Wired for Success—Can TM improve performance?

Psychology Today’s article titled, “How meditation can improve leaders’ performance,” highlights new research on the Transcendental Meditation technique and its effect on the brain.

The article discusses how leaders in organizations are in need of new ways of dealing with the challenge to maintain high levels of performance.

“Leaders need to be at the top of their game to be alert and productive at all times. Unfortunately, far too many leaders use adrenalin-type of strategies to do so, such as caffeine, long working hours and poor nutrition. Certainly the notion of slowing down and being in a peaceful state isn’t commonly seen as an effective leadership strategy. Yet recent brain research shows that meditation can actually improve performance.”

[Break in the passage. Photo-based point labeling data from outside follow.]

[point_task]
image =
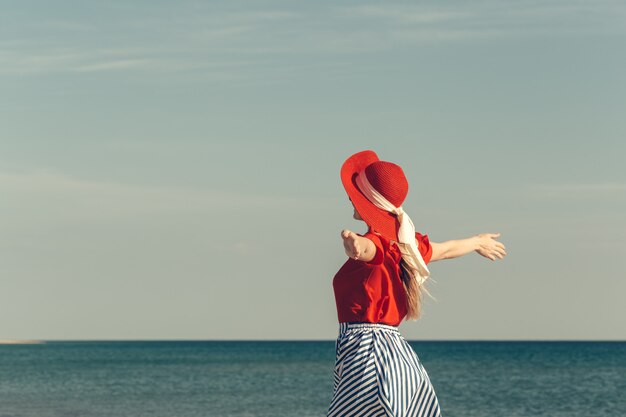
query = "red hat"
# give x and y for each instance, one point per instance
(387, 178)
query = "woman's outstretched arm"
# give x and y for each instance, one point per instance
(484, 244)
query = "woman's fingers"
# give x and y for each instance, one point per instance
(351, 244)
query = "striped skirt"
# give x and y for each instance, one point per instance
(377, 373)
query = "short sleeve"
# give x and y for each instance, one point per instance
(380, 251)
(424, 246)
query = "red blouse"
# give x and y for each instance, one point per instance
(372, 292)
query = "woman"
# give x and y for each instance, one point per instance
(376, 371)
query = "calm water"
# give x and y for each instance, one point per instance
(221, 379)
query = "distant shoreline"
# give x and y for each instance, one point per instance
(20, 342)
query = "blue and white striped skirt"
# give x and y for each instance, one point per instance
(377, 373)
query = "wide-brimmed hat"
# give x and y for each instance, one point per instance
(385, 177)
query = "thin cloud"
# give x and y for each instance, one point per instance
(595, 190)
(66, 196)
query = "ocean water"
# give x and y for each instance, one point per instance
(250, 379)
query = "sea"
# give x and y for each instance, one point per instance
(294, 378)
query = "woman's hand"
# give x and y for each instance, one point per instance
(351, 244)
(358, 247)
(489, 247)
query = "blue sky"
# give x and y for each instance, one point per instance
(170, 170)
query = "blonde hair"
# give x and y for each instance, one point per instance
(413, 292)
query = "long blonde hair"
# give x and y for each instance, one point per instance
(413, 292)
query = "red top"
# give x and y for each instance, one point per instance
(372, 292)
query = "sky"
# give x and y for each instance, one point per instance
(170, 170)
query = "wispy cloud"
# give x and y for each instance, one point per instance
(198, 36)
(64, 197)
(577, 191)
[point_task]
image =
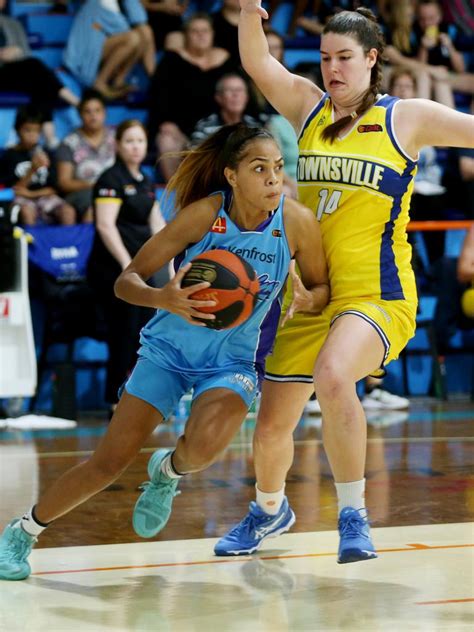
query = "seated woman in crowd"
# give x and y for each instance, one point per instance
(104, 45)
(20, 72)
(27, 168)
(84, 154)
(126, 214)
(403, 48)
(182, 89)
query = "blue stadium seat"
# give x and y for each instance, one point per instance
(25, 8)
(7, 120)
(453, 243)
(294, 56)
(52, 57)
(52, 28)
(281, 18)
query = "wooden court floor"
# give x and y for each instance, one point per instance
(91, 572)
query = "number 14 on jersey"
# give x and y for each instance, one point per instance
(327, 203)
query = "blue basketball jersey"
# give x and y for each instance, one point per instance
(171, 342)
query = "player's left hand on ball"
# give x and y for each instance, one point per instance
(177, 299)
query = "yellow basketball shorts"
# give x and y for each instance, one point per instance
(299, 342)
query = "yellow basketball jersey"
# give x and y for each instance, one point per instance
(359, 187)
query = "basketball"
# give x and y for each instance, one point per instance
(234, 287)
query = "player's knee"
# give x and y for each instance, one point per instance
(329, 378)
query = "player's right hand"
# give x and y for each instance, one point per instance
(253, 6)
(177, 299)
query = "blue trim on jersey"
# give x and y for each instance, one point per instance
(317, 108)
(390, 285)
(388, 103)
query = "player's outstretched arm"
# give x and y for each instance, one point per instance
(419, 122)
(292, 96)
(311, 287)
(189, 226)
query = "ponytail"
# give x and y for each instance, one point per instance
(362, 25)
(202, 170)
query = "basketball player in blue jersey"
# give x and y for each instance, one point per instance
(358, 155)
(228, 193)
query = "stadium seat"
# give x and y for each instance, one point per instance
(52, 57)
(7, 121)
(53, 29)
(281, 18)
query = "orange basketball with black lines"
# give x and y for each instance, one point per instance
(234, 287)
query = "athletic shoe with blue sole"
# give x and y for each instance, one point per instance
(153, 508)
(355, 544)
(257, 526)
(15, 546)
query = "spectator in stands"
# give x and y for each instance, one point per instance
(281, 128)
(20, 72)
(125, 215)
(27, 168)
(402, 50)
(182, 89)
(225, 28)
(84, 154)
(454, 275)
(102, 48)
(165, 19)
(232, 98)
(435, 45)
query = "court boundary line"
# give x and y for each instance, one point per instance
(246, 558)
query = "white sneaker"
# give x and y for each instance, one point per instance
(381, 399)
(312, 407)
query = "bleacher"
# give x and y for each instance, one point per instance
(47, 36)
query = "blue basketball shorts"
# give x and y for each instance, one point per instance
(163, 388)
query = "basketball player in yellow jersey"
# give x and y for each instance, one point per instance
(358, 153)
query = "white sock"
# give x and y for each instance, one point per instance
(351, 495)
(30, 524)
(167, 467)
(270, 502)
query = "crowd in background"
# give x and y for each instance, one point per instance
(193, 84)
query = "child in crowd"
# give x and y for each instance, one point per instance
(27, 168)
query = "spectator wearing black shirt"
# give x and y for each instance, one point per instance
(226, 28)
(232, 98)
(27, 168)
(183, 87)
(125, 215)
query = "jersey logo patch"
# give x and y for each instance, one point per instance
(219, 226)
(374, 127)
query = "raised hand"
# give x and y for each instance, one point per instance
(302, 298)
(253, 6)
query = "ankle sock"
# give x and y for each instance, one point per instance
(351, 495)
(168, 468)
(270, 502)
(30, 523)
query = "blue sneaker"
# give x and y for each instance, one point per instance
(355, 544)
(15, 546)
(153, 508)
(248, 535)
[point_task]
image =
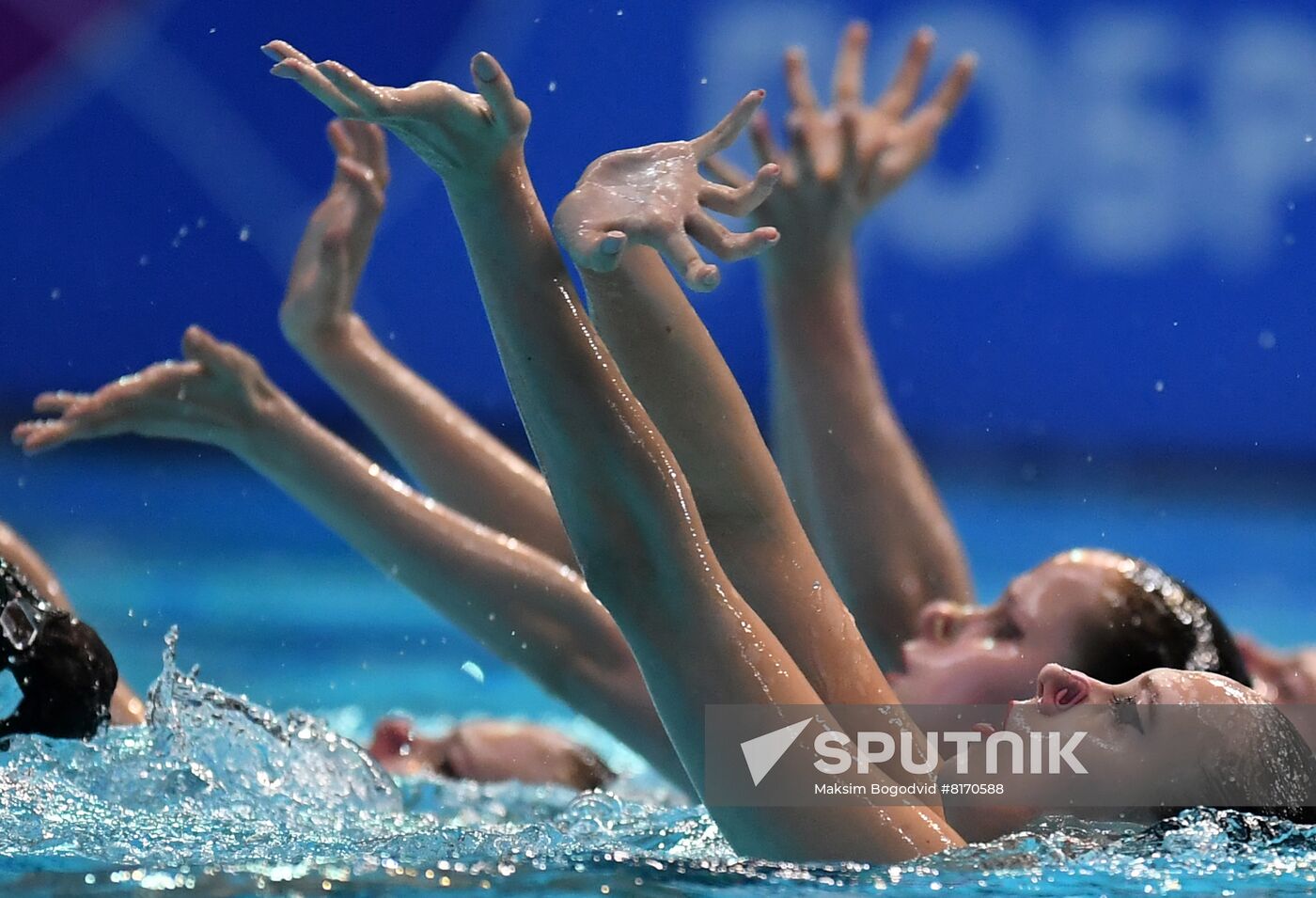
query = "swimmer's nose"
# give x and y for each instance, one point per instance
(940, 621)
(391, 736)
(1059, 689)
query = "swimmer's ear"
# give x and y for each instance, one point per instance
(496, 88)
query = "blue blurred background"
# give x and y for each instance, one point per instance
(1094, 308)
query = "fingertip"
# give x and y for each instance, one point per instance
(704, 276)
(196, 339)
(612, 243)
(484, 68)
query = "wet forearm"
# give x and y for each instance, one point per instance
(874, 512)
(516, 601)
(683, 382)
(449, 453)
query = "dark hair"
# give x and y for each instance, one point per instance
(66, 674)
(1160, 622)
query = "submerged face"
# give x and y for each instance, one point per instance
(1162, 740)
(990, 654)
(490, 750)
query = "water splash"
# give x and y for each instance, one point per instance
(220, 796)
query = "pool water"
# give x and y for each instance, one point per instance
(230, 790)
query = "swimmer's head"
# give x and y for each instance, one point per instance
(61, 665)
(1094, 610)
(491, 750)
(1151, 747)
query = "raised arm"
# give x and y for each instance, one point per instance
(125, 707)
(621, 496)
(525, 607)
(667, 357)
(870, 506)
(450, 454)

The stimulus for the article is new brain research conducted at American University in Washington, DC and published in a special issue of the journal Cognitive Processing—one dedicated to research on the “Neuroscience of Meditation and Consciousness.”

Psycology-Today

This study found that college students from American University, Georgetown University, and George Washington University who learned the Transcendental Meditation technique could more highly activate the “default mode network,” a natural “ground state” of the brain.

The study found that the TM technique:

  • produced a unique state of “restful alertness,” as seen in the markedly higher alpha power in the frontal cortex and lower beta and gamma waves in the same area.
  • produced greater alpha wave coherence between the left and right hemispheres of  the brain, showing that the brain functioned in a more holistic way.
  • enhanced an individual’s sense of “self” by activating what neuroscientists call the “default node network” in the brain, the natural ground state of the brain that exists when you close your eyes, but is much more fully activated during Transcendental Meditation practice.

The Psychology Today article concluded by saying:

“So it seems that there is a cost-efficient, easy to learn strategy to enhance leaders’ (and employees’ in general), performance, that could make a significant difference.”